Reminiscing about last year’s fashion

On the catwalk, summer 2005 was all about tiered skirts, beaded slippers worn with ankle bracelets, cheesecloth blouses with bead-strung neck ties and tumbling waves. Roberto Cavalli’s colourful, baroque dresses were the height of sunny glamour and wedged heels and shorts were the look for the streets. But led by Alexander McQueen’s Hitchcock-inspired collection of pencil skirts and Monroe dresses, and Roland Mouret’s curvaceous Galaxy dress (no A-lister svelte enough stepped onto a red carpet in anything else), autumn focused on darker colours and clean lines.
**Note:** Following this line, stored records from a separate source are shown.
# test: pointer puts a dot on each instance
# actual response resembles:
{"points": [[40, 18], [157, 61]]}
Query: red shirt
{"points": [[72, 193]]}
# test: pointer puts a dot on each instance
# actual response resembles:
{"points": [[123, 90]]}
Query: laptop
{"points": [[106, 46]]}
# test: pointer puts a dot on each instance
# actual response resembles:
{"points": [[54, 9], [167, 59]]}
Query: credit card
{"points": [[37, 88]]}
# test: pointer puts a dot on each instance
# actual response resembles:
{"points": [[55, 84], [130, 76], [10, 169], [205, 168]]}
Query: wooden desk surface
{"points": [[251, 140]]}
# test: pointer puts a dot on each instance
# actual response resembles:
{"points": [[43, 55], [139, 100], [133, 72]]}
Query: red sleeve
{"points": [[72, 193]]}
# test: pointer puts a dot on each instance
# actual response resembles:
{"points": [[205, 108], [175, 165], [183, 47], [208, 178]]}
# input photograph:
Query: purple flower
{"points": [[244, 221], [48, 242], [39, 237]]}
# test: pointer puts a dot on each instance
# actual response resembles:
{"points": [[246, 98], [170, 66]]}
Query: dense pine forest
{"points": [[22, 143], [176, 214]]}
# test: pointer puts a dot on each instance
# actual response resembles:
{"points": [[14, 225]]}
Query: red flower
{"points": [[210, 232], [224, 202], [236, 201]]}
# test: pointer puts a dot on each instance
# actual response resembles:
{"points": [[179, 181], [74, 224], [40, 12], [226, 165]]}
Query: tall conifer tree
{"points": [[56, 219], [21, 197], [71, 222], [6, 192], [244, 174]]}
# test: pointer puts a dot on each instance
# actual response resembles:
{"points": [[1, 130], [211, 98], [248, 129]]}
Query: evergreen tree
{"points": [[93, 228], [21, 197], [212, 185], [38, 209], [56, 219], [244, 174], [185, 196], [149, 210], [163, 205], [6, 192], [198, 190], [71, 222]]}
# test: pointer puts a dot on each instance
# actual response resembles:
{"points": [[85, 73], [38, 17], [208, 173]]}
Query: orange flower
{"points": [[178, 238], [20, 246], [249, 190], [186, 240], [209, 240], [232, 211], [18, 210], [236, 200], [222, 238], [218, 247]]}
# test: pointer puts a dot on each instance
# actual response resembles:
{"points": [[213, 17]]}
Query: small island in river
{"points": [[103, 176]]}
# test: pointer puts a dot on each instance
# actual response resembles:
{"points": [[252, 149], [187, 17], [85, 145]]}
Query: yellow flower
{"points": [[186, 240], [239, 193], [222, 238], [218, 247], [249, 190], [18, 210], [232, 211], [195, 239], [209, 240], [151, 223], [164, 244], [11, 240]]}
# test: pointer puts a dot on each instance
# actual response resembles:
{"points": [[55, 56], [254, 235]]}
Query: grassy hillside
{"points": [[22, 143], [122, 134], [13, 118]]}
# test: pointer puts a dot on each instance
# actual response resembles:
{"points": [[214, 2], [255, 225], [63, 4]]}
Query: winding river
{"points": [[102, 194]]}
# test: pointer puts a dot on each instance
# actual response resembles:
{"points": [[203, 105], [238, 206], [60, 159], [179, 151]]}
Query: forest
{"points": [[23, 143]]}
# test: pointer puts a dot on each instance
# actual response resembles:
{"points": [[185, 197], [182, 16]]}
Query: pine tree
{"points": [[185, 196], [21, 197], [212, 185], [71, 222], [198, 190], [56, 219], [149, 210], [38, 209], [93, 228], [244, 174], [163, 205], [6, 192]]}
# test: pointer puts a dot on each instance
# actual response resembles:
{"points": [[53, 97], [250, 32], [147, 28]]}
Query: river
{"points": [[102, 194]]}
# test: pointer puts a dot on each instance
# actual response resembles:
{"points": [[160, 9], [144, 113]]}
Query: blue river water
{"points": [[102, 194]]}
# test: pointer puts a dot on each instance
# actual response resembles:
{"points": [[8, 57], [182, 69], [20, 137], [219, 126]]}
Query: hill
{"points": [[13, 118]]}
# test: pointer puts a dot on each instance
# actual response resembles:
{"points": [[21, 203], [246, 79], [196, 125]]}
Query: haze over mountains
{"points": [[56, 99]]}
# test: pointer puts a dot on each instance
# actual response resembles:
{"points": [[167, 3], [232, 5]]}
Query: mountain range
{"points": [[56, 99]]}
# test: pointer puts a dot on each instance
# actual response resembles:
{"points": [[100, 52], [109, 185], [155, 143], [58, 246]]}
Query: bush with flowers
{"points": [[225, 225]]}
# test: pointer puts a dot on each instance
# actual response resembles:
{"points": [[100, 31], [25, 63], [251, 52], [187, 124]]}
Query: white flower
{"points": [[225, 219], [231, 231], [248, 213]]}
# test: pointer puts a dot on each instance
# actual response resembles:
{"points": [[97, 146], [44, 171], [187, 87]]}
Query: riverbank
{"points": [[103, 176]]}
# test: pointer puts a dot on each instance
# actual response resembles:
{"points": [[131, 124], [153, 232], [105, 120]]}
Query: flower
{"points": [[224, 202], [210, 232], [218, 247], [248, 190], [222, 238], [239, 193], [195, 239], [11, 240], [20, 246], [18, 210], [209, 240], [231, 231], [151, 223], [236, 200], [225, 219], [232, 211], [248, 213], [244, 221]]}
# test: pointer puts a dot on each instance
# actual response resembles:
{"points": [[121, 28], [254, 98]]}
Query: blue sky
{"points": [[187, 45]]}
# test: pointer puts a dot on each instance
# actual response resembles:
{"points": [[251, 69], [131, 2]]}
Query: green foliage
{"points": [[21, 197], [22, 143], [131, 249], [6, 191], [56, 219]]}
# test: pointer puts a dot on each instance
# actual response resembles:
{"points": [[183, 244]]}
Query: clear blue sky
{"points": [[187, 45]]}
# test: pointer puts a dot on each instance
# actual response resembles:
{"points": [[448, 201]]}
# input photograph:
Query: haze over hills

The high street, too, had its fashion moment. The hottest buy of summer was Primark’s £10 sequined shrug; six months later, crowds went wild for Stella McCartney’s £99 tuxedo coat for H&M. Topshop further blurred the boundaries between high and lowfashion by staging a full-scale fashion show as part of London Fashion Week in September, a move copied two months later by Marks & Spencer.

All the high-street stores took their cues not just from the catwalk but from the prevailing look in music: rock-skinny androgyny, drainpipes and waistcoats, a little bit Bowie but with a certain Gucci gloss. Last winter, skinny jeans were for wearing under boots; this time round, they’re for wearing with ballet flats, which is a more extreme look.